Iron Winter: Cold realities of Mongolian herder life warmed by youthful innocence
- Jan 17
- 2 min read
Updated: Feb 22
The documentary follows Batbold (18) and Tsagana (22) on their 150-day quest to herd 1,000 wild horses across the Mongolian steppe during a particularly severe ‘iron winter’.
It’s a bitter-sweet story of two young men falling in love with an ancient tradition whilst coming to terms with its fragility in the face of globalisation.
More broadly, it’s about the isolation of rural communities and their fight for relevance in increasingly city-dwelling world. Indeed, one of their fathers foreshadows their possible fates having given up physical, tumultuous herder life for a more predictable wage in the city, despite his deep affection for the countryside and the crushing alienation he feels away from it.

Repeater Productions, in their first feature-length doc, tell this tragedy well, but it’s the more intimate portrait of the two protagonists that stays with you.
Batbold and Tsangana are full of life and a love for their countryside and the horses in their care. They take this brutal task in their stride and in fact seem completely at ease with the extreme discomforts they face.
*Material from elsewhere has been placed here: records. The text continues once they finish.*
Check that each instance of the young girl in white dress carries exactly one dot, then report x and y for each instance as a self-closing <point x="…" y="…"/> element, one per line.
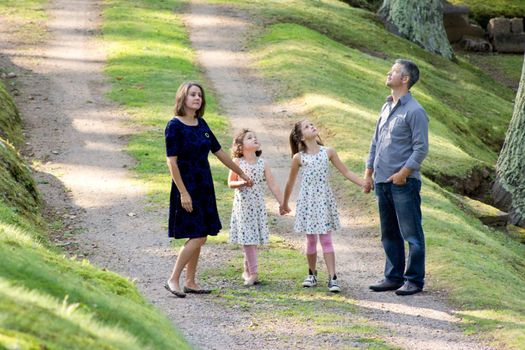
<point x="249" y="226"/>
<point x="316" y="213"/>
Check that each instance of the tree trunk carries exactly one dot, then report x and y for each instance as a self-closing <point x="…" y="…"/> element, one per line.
<point x="509" y="188"/>
<point x="418" y="21"/>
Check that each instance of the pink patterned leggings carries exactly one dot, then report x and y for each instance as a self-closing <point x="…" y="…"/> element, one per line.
<point x="326" y="243"/>
<point x="250" y="258"/>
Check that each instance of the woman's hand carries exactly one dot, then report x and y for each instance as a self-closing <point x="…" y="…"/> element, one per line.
<point x="284" y="209"/>
<point x="185" y="201"/>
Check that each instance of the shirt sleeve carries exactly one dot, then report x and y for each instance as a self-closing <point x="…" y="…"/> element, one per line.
<point x="172" y="137"/>
<point x="418" y="122"/>
<point x="372" y="151"/>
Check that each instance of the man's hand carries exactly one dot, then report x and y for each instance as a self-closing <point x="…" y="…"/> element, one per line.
<point x="369" y="184"/>
<point x="398" y="179"/>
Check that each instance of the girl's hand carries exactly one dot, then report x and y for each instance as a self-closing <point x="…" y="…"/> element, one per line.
<point x="249" y="182"/>
<point x="185" y="201"/>
<point x="284" y="209"/>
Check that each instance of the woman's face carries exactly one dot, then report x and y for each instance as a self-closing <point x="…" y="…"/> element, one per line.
<point x="308" y="130"/>
<point x="250" y="142"/>
<point x="193" y="99"/>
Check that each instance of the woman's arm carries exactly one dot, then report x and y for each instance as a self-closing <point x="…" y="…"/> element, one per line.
<point x="294" y="170"/>
<point x="272" y="185"/>
<point x="185" y="198"/>
<point x="334" y="158"/>
<point x="226" y="160"/>
<point x="233" y="178"/>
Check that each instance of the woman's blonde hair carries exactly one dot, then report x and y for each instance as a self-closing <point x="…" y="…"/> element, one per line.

Contrary to the overarching themes of the film of change, turmoil and uncertainty, it’s enjoyable to watch two young men seemingly so content and comfortable in themselves. The filmmakers imagined a film concerned with the problems of the future, but instead found subjects living somewhat contentedly in the present.
That is not to underplay the significance of the socio-economic challenges they face which, as the film makes clear, are very real. But just to say that the film may have benefited by giving these two joyful characters more prominence.
In the end, this ‘iron winter’ might have been thawed by the warmth of youthful innocence.